Loading data¶
This topic provides best practices, general guidelines, and important considerations for loading staged data.
Options for selecting staged data files¶
The COPY command supports several options for loading data files from a stage:
By path (internal stages) / prefix (Amazon S3 bucket). See Organizing data by path for information.
Specifying a list of specific files to load.
Using pattern matching to identify specific files by pattern.
These options enable you to copy a fraction of the staged data into Snowflake with a single command. This allows you to execute concurrent COPY statements that match a subset of files, taking advantage of parallel operations.
Lists of files¶
The COPY INTO <table> command includes a FILES parameter to load files by specific name.
Tip
Of the three options for identifying/specifying data files to load from a stage, providing a discrete list of files is generally the fastest; however, the FILES parameter supports a maximum of 1,000 files, meaning a COPY command executed with the FILES parameter can only load up to 1,000 files.
For example:
COPY INTO load1 FROM @%load1/data1/ FILES=('test1.csv', 'test2.csv', 'test3.csv')
File lists can be combined with paths for further control over data loading.
Pattern matching¶
The COPY INTO <table> command includes a PATTERN parameter to load files using a regular expression.
For example:
COPY INTO people_data FROM @%people_data/data1/ PATTERN='.*person_data[^0-9{1,3}$$].csv';
Pattern matching using a regular expression is generally the slowest of the three options for identifying/specifying data files to load from a stage; however, this option works well if you exported your files in named order from your external application and want to batch load the files in the same order.

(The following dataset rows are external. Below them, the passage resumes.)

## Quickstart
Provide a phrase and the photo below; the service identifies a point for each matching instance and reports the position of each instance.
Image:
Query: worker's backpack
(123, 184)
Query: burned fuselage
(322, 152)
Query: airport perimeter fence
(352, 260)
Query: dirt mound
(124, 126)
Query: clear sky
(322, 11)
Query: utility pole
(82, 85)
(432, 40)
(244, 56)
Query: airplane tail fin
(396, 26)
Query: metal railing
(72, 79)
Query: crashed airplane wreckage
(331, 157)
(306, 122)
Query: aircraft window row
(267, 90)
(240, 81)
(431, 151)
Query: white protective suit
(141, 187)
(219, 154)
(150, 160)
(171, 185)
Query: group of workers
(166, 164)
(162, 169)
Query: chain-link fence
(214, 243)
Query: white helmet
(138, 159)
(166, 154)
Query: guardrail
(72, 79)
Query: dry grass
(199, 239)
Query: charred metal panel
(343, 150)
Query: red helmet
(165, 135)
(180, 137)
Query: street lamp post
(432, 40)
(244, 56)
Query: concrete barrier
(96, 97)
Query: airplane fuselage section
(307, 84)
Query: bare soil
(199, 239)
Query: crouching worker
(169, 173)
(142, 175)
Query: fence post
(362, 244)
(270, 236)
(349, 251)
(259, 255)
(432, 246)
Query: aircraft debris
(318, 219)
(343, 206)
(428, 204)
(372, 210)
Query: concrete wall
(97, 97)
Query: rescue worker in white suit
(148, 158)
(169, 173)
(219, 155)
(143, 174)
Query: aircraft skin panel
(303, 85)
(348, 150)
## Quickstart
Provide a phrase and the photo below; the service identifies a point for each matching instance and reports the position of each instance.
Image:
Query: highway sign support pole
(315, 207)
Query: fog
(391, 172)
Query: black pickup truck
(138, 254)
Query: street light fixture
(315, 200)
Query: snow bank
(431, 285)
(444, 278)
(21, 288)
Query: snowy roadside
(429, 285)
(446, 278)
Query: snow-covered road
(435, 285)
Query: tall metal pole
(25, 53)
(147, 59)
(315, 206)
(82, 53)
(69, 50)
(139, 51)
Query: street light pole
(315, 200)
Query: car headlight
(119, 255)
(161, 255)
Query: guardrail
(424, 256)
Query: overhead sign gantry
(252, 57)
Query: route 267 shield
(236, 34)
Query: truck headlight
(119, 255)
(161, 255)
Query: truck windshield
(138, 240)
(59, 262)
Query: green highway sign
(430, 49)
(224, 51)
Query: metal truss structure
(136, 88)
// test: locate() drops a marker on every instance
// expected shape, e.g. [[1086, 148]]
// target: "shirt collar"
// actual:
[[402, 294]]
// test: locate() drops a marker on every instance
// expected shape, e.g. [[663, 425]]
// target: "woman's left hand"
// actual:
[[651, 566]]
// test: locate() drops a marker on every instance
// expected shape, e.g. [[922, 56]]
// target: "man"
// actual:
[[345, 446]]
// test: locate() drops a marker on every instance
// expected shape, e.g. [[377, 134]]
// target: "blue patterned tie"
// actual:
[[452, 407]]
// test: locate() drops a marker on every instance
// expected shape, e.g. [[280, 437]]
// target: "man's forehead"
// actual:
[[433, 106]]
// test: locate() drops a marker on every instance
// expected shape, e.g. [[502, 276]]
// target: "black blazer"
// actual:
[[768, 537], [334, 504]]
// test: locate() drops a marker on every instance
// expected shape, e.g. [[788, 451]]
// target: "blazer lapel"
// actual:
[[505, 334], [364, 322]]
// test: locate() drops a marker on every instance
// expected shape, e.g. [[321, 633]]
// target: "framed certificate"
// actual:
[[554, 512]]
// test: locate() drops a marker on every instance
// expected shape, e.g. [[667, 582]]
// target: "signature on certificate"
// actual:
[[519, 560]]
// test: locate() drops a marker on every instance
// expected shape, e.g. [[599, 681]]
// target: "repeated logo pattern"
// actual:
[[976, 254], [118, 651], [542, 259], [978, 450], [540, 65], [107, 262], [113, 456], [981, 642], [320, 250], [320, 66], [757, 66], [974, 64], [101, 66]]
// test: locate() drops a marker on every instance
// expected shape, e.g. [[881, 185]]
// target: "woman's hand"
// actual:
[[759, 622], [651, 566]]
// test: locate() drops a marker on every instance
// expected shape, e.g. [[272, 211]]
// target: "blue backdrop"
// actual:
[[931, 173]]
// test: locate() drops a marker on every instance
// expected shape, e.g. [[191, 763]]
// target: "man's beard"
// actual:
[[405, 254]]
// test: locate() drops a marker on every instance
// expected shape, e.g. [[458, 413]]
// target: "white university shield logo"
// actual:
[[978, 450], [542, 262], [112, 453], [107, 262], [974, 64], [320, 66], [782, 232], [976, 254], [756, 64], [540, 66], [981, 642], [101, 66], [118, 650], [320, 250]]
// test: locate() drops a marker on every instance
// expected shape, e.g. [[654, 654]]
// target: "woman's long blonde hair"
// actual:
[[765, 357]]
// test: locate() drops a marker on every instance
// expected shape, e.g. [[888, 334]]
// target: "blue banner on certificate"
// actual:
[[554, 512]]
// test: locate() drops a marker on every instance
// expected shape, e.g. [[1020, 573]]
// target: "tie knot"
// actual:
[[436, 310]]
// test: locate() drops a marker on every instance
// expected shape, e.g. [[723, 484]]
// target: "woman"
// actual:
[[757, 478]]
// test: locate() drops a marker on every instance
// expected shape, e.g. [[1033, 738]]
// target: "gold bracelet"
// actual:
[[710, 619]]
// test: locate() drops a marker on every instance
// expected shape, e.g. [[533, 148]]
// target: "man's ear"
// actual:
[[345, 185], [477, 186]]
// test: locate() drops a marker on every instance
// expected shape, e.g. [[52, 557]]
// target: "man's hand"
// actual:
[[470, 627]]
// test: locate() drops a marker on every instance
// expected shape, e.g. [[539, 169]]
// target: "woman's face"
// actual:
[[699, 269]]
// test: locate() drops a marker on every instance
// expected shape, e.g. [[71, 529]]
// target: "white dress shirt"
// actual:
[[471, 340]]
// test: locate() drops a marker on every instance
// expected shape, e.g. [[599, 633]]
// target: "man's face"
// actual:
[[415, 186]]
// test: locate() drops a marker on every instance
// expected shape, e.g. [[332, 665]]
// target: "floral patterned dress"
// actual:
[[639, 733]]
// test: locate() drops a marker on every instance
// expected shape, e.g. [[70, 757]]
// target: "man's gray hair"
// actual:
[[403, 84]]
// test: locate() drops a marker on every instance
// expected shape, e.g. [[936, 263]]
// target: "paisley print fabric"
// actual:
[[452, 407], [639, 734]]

Pattern matching can be combined with paths for further control over data loading.
Note
The regular expression is applied differently to bulk data loads versus Snowpipe data loads.
Snowpipe trims any path segments in the stage definition from the storage location and applies the regular expression to any remaining path segments and filenames. To view the stage definition, execute the DESCRIBE STAGE command for the stage. The URL property consists of the bucket or container name and zero or more path segments. For example, if the FROM location in a COPY INTO <table> statement is
@s/path1/path2/
and the URL value for stage@s
iss3://mybucket/path1/
, then Snowpipe trims/path1/
from the storage location in the FROM clause and applies the regular expression topath2/
plus the filenames in the path.Bulk data load operations apply the regular expression to the entire storage location in the FROM clause.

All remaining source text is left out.